Cape Town - 120618 - Protestors at Malawi Camp and Freedom Park continued their service delivery protests well into the afternoon with some protesters trying to set alight the airport fence that borders Freedom Park. Reporter: Neo Photographer: David Ritchie

Police were deployed along the perimeter of Cape Town International Airport on Monday after protesters from the Malawi Camp and Freedom Farm communities set piles of tyres on fire hoping the thick pall of smoke would disrupt air traffic.

The Freedom Farm community borders the airport.

Airports Company of SA spokeswoman Deborah Francis said the burning tyres placed against the periphery fence were extinguished.

No damage had been caused to property.

“None of our operations were affected and all our flights and operations ran smoothly,” Francis said.

Earlier, motorists were diverted from Modderdam Road after residents set traffic lights on the Stellenbosch Arterial intersection alight and threw rocks at passing motorists and police.

Police used stun grenades to break up the protest over demands for housing that has flared intermittently since last week.

As tensions in the Malawi Camp area settled, residents of Freedom Farm gathered to demand homes.

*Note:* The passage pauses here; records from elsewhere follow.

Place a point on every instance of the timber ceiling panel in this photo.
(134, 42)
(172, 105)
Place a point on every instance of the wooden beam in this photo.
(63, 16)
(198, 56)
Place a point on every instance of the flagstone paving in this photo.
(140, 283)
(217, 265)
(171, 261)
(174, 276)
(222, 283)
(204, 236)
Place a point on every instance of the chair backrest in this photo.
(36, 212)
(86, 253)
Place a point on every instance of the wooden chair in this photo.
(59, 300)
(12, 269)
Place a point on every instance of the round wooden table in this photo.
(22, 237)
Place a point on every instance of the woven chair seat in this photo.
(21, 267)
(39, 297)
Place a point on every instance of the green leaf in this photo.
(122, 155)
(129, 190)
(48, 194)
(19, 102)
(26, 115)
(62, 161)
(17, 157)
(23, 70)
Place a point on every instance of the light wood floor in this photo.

Local councillors, who have been trying to resolve the standoff, say they are trying to find out why people, who have lived there for over 20 years, are still without houses.

But Asa Abrahams, councillor for Ward 24, which includes Freedom Farm, said she also wanted answers from the community.

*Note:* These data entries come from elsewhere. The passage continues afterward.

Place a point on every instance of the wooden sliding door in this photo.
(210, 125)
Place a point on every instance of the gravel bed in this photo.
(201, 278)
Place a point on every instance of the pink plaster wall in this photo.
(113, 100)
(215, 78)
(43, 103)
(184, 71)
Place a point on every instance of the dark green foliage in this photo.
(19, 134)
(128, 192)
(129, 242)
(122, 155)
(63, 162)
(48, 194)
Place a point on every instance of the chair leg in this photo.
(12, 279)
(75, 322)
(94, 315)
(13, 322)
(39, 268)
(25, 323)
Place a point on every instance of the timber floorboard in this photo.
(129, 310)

She said that even though 331 out of 505 families who had been assessed as needing houses had been given houses in Delft, a recent survey showed that the list of those needing houses had grown to 547 families.

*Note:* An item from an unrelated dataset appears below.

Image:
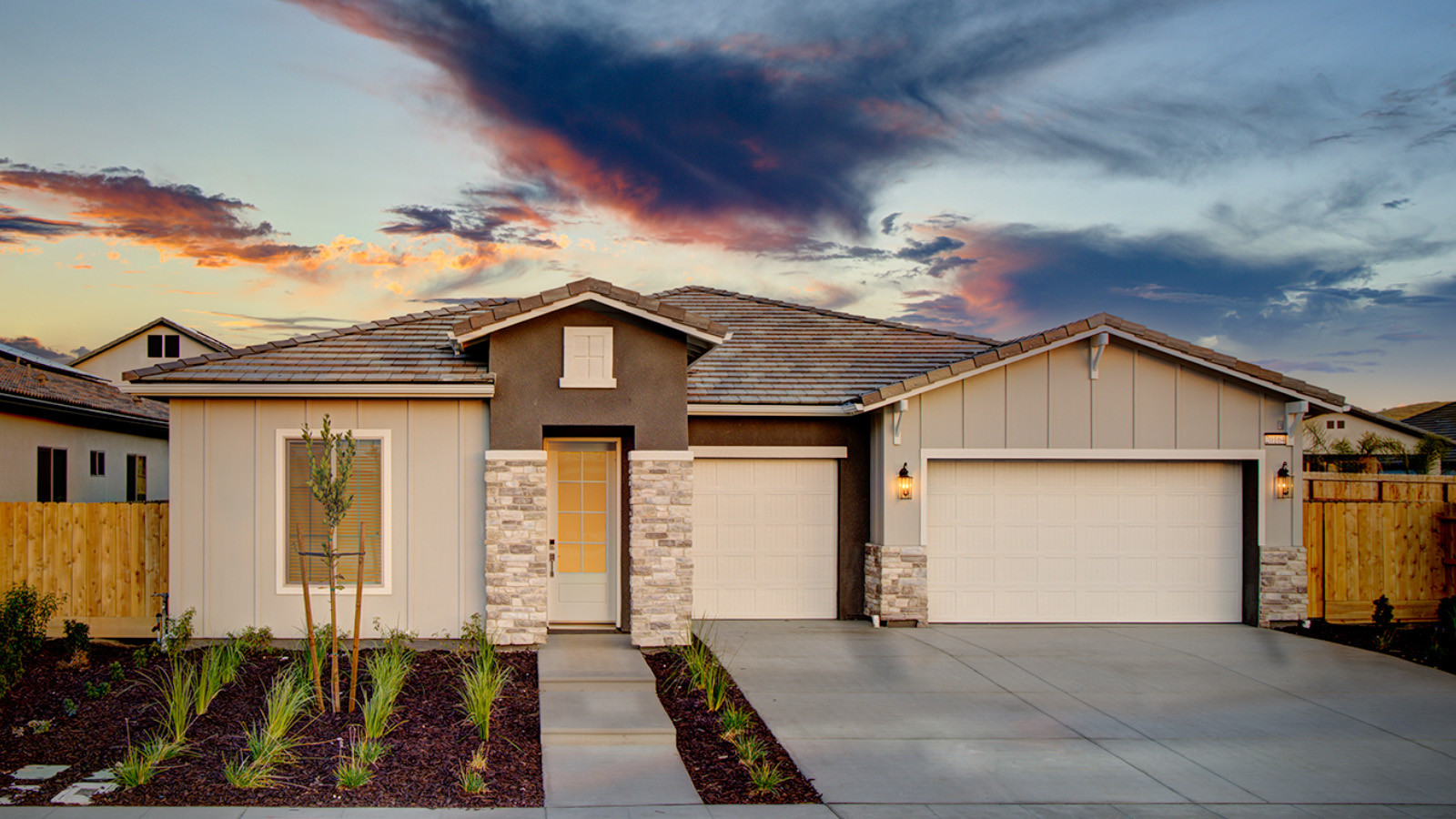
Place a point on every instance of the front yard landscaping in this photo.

“We want to know how this happened.”

City officials had met with officials from the provincial department of human settlements to discuss the matter. She said there would be an investigation into how the situation came about and the results would be presented to residents during community meetings in the area.

Karen Nissen, a community leader in Malawi Camp, said their councillor, Jermayne Andrews, had said she could meet them only on Wednesday, which angered residents.

Andrews, councillor for Ward 22, said she had tried to go to the area on Monday morning but the police would not let her through.